Pharaohphobia? Yeah, it’s apparently a thing. I pass this along merely as a friendly warning. You may be perfectly fine ogling the mummies, even those partially unwrapped. And you’ll have many such opportunities, to, since the Rosicrucian has among the 4,000 pre-dynastic Egyptian artifacts four human mummies and also a mummified Nile catfish, pet gazelle and cats. Funny how the ancient ones adored cats, venerated the little beasts, adorned them in jewelry and buried their remains along side their owners, proving that crazy cat ladies existed way before our time. (I, fortunately, do not suffer from ailurophobia, fear of cats, but for those afflicted, do take note.)
The museum is more than a mummy mausoleum, of course. The Rosicrucian Order, AMORC — more on the mysterious New Age-y organization later — does not display all of its unearthed treasures but, depending on the rotation, you’ll see one of the seven known statues of Cleopatra, a 1.5 million-year-old ax, a re-creation of King Tutankhamun’s tricked-out coffin, fragments from the Book of the Dead, and assorted trays, utensils, amulets and scarabs entombed with the dead because you never know when you might need a mirror in the great beyond.
If you go
Rosicrucian Egyptian Museum
Where: 1660 Park Ave., San Jose
Hours: 9 a.m. to 5 p.m. Wednesdays-Fridays; 10 a.m. to 6 p.m. Saturdays-Sundays; closed Mondays-Tuesdays
Cost: $9 general, $7 seniors and students with ID, $5 children ages 5-10
More information: www.egyptianmuseum.org; 408-947-3635
All told, the largest collection of Egyptian artifacts in the Western United States resides in the ornate building, which also features a library, a planetarium and, outside, lovely gardens with exotic foliage like papyrus and the trao plant and a rare bunya pine, whose cones can weigh up to 15 pounds. It’s also the North American headquarters for AMORC, part quasi-religious order, part fraternal organization, part philosophical think tank, many parts mystical, mythological and totally esoteric to a lay person.
About the AMORC
AMORC, by the way, stands for Ancient and Mystical Order Rosae Crusis, whose roots date to the 1600s in Europe and spread to America in the early 1900s. San Jose became the mothership in the early 1920s, when the block-long edifice was constructed in what then was farmland but now is a bustling downtown.
Escaping the freaky mummy, I needed to get grounded and repaired to the information alcove, where I sat through all three video presentations the order offers neophytes. I’d like to say I
went away with a firm grasp of the theology — I took assiduous notes — but I failed to grasped the abstruse teachings. Guess that’s why they call
The presentation started straightforward enough. AMORC is “open to men and women of all nationalities, all religions, and all social classes” and its purpose is to “pass on teachings that are both cultural and spiritual.” The video’s narrator then asked the question viewers were wondering: “What do the Rosicrucian teachings address?” Brace yourself: “... (It) incorporates the traditional major themes, including the origins of the universe, time and space, life and conscious, psychic phenomena, the nature of dreams, the functions and characteristics of the soul, the mysteries of death, the afterlife and reincarnation, traditional symbolism, the science of numbers and other mystical subjects.”

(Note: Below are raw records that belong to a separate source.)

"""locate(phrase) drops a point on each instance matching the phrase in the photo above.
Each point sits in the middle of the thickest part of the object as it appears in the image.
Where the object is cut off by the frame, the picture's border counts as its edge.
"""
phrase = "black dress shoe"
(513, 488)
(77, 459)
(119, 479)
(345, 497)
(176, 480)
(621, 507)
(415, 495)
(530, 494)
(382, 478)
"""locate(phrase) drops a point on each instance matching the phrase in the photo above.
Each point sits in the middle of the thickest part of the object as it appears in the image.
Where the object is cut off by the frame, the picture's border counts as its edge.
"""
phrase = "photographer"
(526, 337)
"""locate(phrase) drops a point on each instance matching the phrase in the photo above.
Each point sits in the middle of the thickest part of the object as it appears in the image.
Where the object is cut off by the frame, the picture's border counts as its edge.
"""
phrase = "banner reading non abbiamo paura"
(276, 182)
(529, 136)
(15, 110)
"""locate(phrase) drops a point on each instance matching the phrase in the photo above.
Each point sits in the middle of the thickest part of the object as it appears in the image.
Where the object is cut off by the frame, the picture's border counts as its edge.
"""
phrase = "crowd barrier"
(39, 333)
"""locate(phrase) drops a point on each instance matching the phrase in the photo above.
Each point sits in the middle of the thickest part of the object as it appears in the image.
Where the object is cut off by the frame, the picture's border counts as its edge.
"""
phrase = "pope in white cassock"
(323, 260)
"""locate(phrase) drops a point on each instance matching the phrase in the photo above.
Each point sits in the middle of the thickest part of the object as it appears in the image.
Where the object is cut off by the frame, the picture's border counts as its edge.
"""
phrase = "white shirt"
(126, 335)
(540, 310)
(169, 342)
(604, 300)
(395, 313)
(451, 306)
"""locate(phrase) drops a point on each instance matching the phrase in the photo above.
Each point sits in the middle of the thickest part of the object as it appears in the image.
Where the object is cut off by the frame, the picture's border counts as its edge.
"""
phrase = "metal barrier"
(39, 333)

Yup, that about covers it.
But what, like, do they believe? I had to sit through a lot before getting an answer. AMORC “transmutes the faults of human nature into opposite qualities, pride into humility.... If there is evil on Earth, it’s because humans delight in their weaknesses and do not sufficiently aspire to good.”
I wondered what that freaky mummy, the so-called upper-class Egyptian male, would’ve thought about the Rosicrucian tenets, whether, in mummification, he still retained his pride or found a transcendent humility.
I wondered, but no way was I heading back to ask him myself.